Perteguer se levantó y saludó con cortesía al comisario Durán, después recogió de la mesa la taza de metal en la que había bebido el café y no contuvo un resoplido que hizo sonreír a su superior.

—Por cierto, Perteguer… te he conseguido el coche que pediste…

—¿Sí? —El inspector cambió su gesto de inmediato y sonrió como un niño con un juguete nuevo—. ¿El León? ¿En amarillo?

—Sí… —El comisario abrió un cajón de su mesa y extrajo una pequeña carpeta de plástico verdoso y un juego de llaves de coche.

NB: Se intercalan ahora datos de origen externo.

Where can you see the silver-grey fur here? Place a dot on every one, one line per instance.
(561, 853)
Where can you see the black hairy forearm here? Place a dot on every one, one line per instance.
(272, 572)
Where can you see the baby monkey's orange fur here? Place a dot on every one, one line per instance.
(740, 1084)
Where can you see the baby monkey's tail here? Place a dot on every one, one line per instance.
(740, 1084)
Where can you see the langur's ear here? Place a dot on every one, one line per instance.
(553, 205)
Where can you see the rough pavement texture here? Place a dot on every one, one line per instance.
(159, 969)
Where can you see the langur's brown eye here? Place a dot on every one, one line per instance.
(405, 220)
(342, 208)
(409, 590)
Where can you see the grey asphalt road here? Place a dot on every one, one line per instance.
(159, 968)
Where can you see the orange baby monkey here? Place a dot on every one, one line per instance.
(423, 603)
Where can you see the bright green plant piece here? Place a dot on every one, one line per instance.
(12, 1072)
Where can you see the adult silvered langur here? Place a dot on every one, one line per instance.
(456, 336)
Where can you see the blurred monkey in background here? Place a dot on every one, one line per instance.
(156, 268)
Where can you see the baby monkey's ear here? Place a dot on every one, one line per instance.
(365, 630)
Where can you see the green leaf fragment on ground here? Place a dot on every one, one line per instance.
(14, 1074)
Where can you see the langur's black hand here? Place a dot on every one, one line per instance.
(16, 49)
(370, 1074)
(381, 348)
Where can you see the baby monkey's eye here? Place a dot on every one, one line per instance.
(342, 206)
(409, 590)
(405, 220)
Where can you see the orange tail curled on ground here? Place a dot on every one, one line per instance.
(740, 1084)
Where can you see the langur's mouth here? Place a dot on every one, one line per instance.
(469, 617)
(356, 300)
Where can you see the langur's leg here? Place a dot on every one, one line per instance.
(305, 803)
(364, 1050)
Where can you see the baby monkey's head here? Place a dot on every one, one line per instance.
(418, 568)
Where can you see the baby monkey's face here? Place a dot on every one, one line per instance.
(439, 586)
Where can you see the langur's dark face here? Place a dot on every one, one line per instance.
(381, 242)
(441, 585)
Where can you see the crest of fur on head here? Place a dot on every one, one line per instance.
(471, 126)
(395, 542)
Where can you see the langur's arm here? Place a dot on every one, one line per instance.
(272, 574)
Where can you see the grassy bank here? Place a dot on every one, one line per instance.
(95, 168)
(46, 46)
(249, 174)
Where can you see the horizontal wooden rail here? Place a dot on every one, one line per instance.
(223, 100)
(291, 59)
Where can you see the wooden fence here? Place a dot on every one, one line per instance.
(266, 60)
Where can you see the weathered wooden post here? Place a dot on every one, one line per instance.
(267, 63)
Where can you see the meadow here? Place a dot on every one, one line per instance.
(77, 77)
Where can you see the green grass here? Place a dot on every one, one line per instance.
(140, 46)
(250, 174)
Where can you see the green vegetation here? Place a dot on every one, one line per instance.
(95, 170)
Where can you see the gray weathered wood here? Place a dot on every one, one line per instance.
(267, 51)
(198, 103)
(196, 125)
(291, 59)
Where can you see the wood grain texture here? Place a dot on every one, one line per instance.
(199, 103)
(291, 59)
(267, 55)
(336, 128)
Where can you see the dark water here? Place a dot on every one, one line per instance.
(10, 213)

Antes de dejarlas sobre la mesa leyó en voz alta la pegatina que tenía adherida la carpetilla como para asegurarse de que no se equivocaba de coche—… un Seat León Cupra color amarillo, matrícula nueva… Un coche muy discreto para un Inspector Jefe de la Policía Nacional… Intervenido hace un mes en una operación antidroga en Tarifa. Me ha costado convencer a los de estupefacientes…

—Excelente. —El Inspector se levantó como un resorte señalando un llavero que el comisario había deslizado—. ¿Estas son las llaves?

—Perteguer… me han dicho que como jodas ese coche respondes tú ante el juez…

—Sin pegas… ¿Está en el garaje?

—Sí… Perteguer. ¿De verdad necesitabas un coche amarillo de doscientos ochenta caballos para venir a trabajar?

—Supongo que el ciudadano pensará que mejor que lo conduzca un poli antes que un narco… Voy a probarlo ahora mismo… Prometo darle uso…

—Eso es lo que nos preocupa, Perteguer, que le des uso… disfrútalo.